Analog

Margit’s Note: The Analog Issue

“Why do you pet the glowing thing more than you pet me?” says my cat, as I swipe my iPhone. (Seriously, she tells me with her furrowed kitty brow.)

Earlier this month, on the National Day of Unplugging, I spent 5 whole minutes wondering if I could embark on a digital detox. Let me text this to you: “Nope.”  As last week’s New Yorker piece “The Pointlessness of Unplugging” argued, “Few who unplug really want to surrender their citizenship in the land of technology; they simply want to travel outside it on temporary visas.”

Because there is obvious benefit to our e-lives — from expedient access to data to the ability to order dinner without ever moving from this chair.

And as Gen-X era women, we find ourselves betwixt and between the analog and the digital: we took a typewriter to college and maybe ended it — or started our first job — with an email account. We mix and match our lives — post-it reminders mingle with our favorite To Do app (mine is the “almost analog” iPhone “notes”).

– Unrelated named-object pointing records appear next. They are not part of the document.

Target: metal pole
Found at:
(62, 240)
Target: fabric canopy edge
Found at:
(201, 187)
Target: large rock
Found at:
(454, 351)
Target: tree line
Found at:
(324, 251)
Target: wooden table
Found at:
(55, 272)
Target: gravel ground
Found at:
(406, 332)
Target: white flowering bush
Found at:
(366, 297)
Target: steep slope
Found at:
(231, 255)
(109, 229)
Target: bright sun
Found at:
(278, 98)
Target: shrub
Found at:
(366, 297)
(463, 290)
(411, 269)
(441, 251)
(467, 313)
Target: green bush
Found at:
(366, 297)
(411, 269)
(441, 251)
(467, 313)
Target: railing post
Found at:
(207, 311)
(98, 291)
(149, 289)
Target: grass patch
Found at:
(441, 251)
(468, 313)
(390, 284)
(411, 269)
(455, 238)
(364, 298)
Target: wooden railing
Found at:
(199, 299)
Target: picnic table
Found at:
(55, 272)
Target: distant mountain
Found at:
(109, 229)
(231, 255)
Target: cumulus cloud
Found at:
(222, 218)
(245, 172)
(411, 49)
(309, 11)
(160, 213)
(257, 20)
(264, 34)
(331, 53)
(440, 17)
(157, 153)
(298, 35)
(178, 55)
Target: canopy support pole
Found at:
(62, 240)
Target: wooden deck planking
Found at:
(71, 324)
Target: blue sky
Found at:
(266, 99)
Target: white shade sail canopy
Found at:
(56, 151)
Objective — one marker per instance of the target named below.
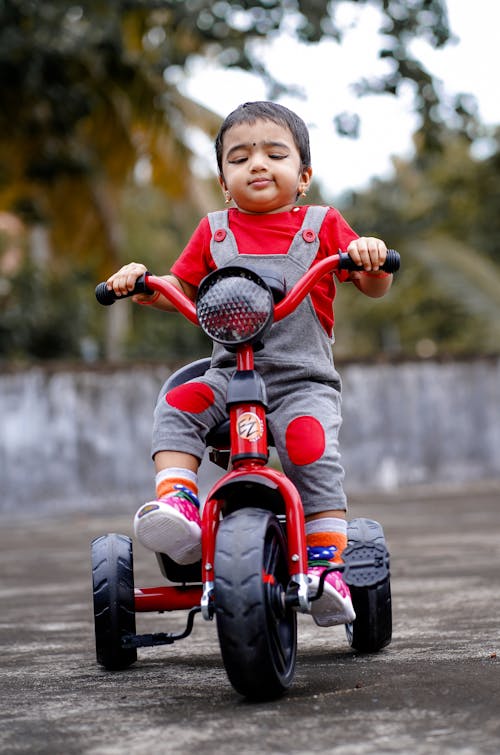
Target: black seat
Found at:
(218, 437)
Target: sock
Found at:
(168, 482)
(326, 540)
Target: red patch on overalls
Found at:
(305, 440)
(191, 397)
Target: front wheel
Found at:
(372, 628)
(113, 592)
(257, 630)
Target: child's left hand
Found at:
(368, 252)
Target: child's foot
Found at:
(171, 525)
(335, 605)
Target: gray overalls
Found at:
(303, 386)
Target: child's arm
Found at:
(370, 253)
(123, 281)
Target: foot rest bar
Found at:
(167, 598)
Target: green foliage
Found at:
(441, 212)
(88, 94)
(45, 316)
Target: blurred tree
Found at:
(90, 107)
(441, 212)
(87, 96)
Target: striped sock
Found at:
(172, 480)
(326, 540)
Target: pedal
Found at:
(366, 564)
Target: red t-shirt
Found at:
(271, 234)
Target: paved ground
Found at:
(436, 688)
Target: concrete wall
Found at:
(74, 437)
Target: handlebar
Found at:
(148, 284)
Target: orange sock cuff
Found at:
(167, 479)
(326, 546)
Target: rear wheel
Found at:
(372, 628)
(113, 592)
(257, 630)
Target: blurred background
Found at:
(107, 118)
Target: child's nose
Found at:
(257, 160)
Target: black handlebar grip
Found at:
(106, 296)
(391, 264)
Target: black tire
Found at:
(257, 632)
(372, 628)
(113, 591)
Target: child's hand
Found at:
(368, 252)
(123, 281)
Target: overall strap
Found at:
(223, 245)
(305, 244)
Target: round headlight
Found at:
(234, 306)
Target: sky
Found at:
(325, 73)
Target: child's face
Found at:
(261, 167)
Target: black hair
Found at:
(250, 112)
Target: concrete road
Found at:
(435, 689)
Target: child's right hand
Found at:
(123, 281)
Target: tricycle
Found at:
(253, 510)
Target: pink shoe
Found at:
(171, 525)
(335, 605)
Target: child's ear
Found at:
(306, 178)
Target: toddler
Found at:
(264, 164)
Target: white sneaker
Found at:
(335, 605)
(171, 525)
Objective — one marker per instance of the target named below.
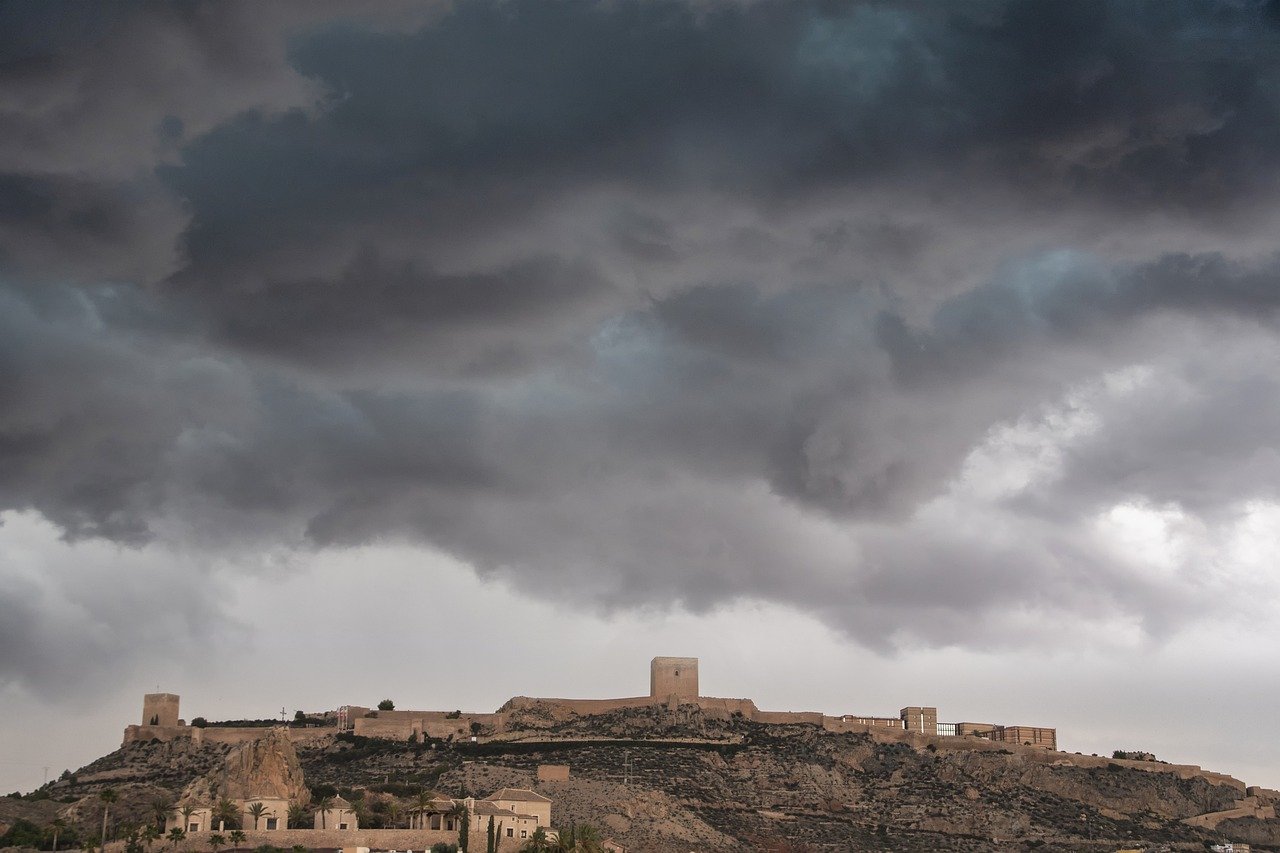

We try to be self-aware tech and gadget addicts and balance our digital desires with a little lo-fi love: a hand-written note from my nieces or nephew; the Rolling Stones’ Exile on Main Street on a long-playing record (or two); the doodles my husband and I share on a paper napkin at dinner.

Some things are just better unplugged.

This week:

To paraphrase Arianna Huffington on The Daily Show last night, you can have an iPhone, just don’t cuddle with it at night. Oops.

Love,

Margit

p.s. A real question: Does anyone still use “Wite-Out”? Anyway.